Saya rasa, film ini wajib ditonton karena tata laga yang dahsyat–dengan pencak silat yang ditegaskan sebagai pusaka Indonesia. Sinematografi adalah bonusnya: keren bukan hanya saat adegan laga, tapi juga saat mengeksploitasi keindahan Bukittinggi.
Semoga saja ada sineas nasional yang menyusul membuat film laga yang beneran merah-putih. Minimal naskah, dialog dan konfliknya jadi beneran terasa Indonesia-nya. Masak warga gak berkerumun pas ada yang bonyok/bertumbangan? Wisata musibah kan budaya kita.
- Yuda lapar dan mencari makan di warung terdekat. Ditanya sama Mas Warung, mau makan apa. “Sate padang, Pak,” kata Yuda.

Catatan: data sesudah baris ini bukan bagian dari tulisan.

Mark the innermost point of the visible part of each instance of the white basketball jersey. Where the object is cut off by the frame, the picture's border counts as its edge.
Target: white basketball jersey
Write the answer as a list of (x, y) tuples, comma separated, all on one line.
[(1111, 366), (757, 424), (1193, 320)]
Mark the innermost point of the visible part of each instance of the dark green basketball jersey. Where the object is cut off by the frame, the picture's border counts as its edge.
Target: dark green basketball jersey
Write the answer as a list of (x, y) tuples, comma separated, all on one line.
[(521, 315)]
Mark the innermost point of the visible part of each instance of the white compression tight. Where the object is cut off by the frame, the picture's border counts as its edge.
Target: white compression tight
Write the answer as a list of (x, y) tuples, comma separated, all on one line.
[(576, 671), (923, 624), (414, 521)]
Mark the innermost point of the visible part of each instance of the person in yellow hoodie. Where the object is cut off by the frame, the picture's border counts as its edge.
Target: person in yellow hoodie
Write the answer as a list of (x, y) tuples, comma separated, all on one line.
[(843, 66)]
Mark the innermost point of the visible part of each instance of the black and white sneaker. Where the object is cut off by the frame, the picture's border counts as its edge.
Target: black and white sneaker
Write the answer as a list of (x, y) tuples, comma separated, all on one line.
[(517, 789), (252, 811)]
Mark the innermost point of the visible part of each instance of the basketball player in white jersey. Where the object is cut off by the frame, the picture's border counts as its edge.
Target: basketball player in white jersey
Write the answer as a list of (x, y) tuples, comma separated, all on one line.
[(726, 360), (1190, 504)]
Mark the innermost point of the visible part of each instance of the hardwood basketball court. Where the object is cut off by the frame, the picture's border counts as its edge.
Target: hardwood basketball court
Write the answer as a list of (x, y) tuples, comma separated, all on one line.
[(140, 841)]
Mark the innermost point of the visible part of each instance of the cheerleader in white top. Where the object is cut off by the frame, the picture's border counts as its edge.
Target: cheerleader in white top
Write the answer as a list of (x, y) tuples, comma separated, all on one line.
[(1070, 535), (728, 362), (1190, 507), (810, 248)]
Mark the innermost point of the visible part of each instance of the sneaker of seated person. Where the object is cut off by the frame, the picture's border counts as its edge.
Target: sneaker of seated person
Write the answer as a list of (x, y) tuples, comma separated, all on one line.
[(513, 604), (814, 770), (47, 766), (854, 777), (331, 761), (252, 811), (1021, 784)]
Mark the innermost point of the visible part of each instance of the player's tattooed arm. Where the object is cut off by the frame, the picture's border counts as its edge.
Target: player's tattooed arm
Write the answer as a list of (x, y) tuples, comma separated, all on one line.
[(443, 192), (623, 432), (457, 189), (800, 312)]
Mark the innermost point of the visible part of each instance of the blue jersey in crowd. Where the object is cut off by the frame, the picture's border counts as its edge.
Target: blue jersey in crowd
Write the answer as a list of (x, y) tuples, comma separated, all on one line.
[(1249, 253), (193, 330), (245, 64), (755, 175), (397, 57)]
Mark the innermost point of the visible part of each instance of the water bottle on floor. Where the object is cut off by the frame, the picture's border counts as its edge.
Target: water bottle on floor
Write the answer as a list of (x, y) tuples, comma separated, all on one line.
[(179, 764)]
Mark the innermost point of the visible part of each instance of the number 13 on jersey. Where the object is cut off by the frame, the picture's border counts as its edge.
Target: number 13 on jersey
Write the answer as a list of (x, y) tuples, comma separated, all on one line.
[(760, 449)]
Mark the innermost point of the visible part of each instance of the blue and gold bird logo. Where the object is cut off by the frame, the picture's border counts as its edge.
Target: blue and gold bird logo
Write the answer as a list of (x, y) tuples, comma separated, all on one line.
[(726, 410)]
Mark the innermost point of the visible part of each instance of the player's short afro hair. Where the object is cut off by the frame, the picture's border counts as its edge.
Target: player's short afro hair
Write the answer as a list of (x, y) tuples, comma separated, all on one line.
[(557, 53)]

- Johni heran kenapa Yuda begitu ngotot melindungi Astri. Kata Johni, “Cantik sih, tapi secantik pecun-pecun lain.”
- Yuda dikejar penjahat yang menunggangi motor. Untuk menghambat pengejar, segala barang yang ditemukan dilemparkan. Di ujung gang, ada orang lewat bawa handuk dan gayung. Yuda menyabet ujung handuk. Pemilik handuk refleks menangkap ujung lain untuk menahan handuknya dijambret. Nah handuk pun terbentang, menjegal leher pengejar bermotor. Yuda cabut, meninggalkan pemilik handuk yang tampangnya bengong pooool buanget.